Breakdown and Weighted Sections
Dividing risk assessments into sections and assigning weighted scores to each section can improve the accuracy and effectiveness of the process. Consider the following:
- Sectional Approach: Break down risk assessments into specific sections such as client identity, source of funds, transaction details, and geographical risk. This allows for a more detailed and focused assessment.
- Weighted Scores: Assign weighted scores to different sections based on their importance. For example, a client’s geographical location might have a higher weight if they are from a high-risk country.
- Override System: Implement an override system that allows for adjustments based on the specific circumstances of each client. This ensures that the risk assessment is accurate and reflects the actual risk.
Evaluate Country Risks
Assessing country risks is a crucial part of client risk assessments, especially for clients with connections to high-risk jurisdictions.

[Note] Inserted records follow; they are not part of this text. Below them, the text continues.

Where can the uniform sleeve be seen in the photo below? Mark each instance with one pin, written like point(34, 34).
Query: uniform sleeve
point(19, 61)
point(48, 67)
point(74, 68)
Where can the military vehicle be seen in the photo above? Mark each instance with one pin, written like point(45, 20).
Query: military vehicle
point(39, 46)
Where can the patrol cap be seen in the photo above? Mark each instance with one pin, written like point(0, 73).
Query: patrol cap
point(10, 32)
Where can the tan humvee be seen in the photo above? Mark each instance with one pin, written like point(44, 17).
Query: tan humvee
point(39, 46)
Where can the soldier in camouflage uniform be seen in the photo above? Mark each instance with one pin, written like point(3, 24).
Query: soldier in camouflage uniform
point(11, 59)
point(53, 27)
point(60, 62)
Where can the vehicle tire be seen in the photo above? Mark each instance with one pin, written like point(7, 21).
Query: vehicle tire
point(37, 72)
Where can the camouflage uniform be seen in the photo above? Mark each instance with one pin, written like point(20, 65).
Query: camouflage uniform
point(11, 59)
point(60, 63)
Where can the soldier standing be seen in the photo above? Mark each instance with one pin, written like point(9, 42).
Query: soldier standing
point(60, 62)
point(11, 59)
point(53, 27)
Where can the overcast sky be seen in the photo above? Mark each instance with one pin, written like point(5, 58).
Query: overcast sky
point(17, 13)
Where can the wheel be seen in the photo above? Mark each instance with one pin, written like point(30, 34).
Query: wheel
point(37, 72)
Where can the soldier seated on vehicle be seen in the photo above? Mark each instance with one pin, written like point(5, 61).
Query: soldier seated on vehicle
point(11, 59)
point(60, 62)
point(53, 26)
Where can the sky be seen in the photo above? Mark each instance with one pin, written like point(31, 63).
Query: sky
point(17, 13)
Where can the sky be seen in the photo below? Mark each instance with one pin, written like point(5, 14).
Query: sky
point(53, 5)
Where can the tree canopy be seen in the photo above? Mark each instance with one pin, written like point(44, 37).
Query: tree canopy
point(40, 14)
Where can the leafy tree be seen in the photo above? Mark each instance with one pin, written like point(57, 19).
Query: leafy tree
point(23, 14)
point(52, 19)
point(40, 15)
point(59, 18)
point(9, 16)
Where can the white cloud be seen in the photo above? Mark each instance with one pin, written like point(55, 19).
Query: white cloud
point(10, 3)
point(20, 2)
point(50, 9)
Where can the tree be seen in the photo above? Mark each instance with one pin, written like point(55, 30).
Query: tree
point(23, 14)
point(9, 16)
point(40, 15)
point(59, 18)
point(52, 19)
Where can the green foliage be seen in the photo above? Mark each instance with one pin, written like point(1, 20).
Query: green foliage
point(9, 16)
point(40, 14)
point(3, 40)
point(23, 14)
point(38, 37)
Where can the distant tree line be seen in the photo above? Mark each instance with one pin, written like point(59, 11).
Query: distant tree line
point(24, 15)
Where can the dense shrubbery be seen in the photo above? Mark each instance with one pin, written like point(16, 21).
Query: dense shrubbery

Steps include:
- High-Risk Countries List: Compile and regularly update a list of high-risk countries based on sources such as the Financial Action Task Force (FATF) and Transparency International.
- Country Risk Data Integration: Integrate country risk data into your risk assessment system. This allows for automatic risk scoring based on the client’s geographical connections.
- Enhanced Due Diligence (EDD): Apply enhanced due diligence for clients from high-risk countries. This includes additional checks and ongoing monitoring to mitigate the risk.
Use of Automation and AI
Leveraging automation and artificial intelligence (AI) can transform the risk assessment process by reducing manual effort and improving accuracy. Consider the following applications:
- Automating Repetitive Tasks: Use automation to handle repetitive tasks such as data entry, verification, and monitoring. This frees up staff to focus on more complex and value-added activities.
- AI-Powered Risk Assessments: Implement AI-powered tools that can analyse large volumes of data and identify patterns indicative of money laundering or terrorist financing. AI can provide real-time alerts and insights, enhancing the overall effectiveness of the risk assessment process.
- Continuous Improvement: Use AI to continuously improve the risk assessment process by learning from past assessments and outcomes. This ensures that the system adapts and evolves to address emerging risks.
Conclusion
Improving client risk assessments is not just about compliance; it’s about transforming the way law firms operate. By investing in modern tools and technologies, firms can streamline their processes, reduce administrative burdens, and enhance client satisfaction. The benefits extend beyond compliance, leading to increased revenue, better risk management, and a stronger reputation. Legal firms that embrace these improvements are well-positioned to thrive in an increasingly regulated and competitive environment.